Han pasado nueve meses desde que el gobierno de Florida, por órdenes del gobernador Ron DeSantis, fletó dos vuelos desde Texas que recogieron a Cauro y a otros 48 migrantes recién llegados y los dejaron en Martha’s Vineyard, un enclave liberal que hasta entonces tenía poca experiencia con el aumento de la migración en la frontera entre Estados Unidos y México.
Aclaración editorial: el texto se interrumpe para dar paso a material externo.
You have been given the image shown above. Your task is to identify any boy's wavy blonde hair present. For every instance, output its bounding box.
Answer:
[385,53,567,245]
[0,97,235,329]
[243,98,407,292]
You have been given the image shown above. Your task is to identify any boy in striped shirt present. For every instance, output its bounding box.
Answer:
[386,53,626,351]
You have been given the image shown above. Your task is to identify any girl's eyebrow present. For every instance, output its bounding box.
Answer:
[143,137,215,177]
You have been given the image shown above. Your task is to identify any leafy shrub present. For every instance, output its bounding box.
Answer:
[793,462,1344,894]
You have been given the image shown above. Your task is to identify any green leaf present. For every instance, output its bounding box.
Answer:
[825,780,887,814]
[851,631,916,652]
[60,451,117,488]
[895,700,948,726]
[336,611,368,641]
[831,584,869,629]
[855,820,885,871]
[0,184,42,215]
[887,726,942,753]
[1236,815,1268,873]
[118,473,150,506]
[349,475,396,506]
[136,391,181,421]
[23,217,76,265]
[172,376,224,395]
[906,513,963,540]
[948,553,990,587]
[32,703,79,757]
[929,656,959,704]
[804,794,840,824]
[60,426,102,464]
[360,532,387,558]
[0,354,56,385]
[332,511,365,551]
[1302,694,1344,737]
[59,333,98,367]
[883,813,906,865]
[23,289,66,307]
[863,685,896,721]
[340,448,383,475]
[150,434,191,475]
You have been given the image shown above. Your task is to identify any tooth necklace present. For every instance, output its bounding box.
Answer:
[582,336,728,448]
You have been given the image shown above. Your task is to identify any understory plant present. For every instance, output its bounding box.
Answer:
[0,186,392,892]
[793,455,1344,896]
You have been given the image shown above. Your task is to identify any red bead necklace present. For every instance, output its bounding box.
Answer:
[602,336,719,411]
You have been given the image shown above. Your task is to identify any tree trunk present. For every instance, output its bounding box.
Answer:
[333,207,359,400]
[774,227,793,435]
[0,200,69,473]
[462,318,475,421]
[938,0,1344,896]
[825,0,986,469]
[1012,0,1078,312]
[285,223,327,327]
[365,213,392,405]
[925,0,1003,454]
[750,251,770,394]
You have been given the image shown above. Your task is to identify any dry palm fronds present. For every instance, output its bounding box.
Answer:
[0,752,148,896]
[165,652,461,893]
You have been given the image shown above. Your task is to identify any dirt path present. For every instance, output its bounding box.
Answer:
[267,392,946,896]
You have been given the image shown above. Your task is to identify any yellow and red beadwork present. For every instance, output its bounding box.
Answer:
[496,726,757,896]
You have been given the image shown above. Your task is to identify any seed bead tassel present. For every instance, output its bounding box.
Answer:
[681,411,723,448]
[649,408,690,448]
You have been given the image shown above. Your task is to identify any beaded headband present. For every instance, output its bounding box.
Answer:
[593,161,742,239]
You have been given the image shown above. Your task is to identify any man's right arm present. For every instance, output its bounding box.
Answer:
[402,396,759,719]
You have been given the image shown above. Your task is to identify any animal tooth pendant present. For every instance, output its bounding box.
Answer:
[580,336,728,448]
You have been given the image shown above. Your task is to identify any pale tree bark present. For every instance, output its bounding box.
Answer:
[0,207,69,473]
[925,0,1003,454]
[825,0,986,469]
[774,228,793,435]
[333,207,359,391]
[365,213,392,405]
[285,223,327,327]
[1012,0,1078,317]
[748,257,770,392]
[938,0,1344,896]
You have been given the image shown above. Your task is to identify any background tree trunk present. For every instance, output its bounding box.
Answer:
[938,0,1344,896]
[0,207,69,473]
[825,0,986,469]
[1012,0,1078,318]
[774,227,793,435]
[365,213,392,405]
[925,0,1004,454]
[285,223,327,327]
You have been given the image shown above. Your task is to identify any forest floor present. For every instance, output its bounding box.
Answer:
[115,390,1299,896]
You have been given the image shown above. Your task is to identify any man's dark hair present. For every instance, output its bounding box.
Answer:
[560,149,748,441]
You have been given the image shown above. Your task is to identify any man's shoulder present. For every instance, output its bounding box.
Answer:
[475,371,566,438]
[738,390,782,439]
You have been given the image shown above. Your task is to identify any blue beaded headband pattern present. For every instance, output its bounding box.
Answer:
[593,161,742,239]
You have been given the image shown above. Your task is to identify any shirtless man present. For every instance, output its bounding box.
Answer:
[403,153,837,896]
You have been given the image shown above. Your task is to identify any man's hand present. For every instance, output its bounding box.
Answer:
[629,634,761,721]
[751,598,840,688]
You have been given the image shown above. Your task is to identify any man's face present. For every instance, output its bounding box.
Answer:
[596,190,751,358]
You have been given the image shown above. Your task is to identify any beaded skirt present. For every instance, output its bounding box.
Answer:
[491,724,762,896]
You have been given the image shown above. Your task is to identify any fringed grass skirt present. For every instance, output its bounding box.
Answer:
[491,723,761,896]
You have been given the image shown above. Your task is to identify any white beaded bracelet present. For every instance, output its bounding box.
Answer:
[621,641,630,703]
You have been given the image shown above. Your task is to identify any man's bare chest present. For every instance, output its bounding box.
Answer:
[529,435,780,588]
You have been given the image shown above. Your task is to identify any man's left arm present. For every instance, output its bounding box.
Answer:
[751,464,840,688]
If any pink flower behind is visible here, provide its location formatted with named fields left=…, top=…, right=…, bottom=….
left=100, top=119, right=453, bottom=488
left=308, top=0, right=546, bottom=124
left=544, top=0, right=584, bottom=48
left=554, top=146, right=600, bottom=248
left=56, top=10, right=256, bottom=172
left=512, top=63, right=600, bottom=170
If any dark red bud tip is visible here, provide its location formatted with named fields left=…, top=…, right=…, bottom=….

Two people work in a garden filled with lavender and yellow flowers.
La señora Cauro, 25, trabajando en Martaha´s Vineyard

La medida política ―que se repitió este mes, cuando las autoridades de Florida organizaron dos vuelos más de migrantes desde Texas, esta vez con destino a California― fue un intento de obligar a los líderes demócratas, que están a muchos kilómetros de distancia, a enfrentar el aumento de la migración que ha afectado a los estados situados a lo largo de la frontera. Los viajes dejaron a muchos de los venezolanos confundidos y alarmados. En algunos casos les dijeron que se dirigían a Boston o Seattle, donde habría muchas oportunidades de empleo, planes de asistencia y vivienda.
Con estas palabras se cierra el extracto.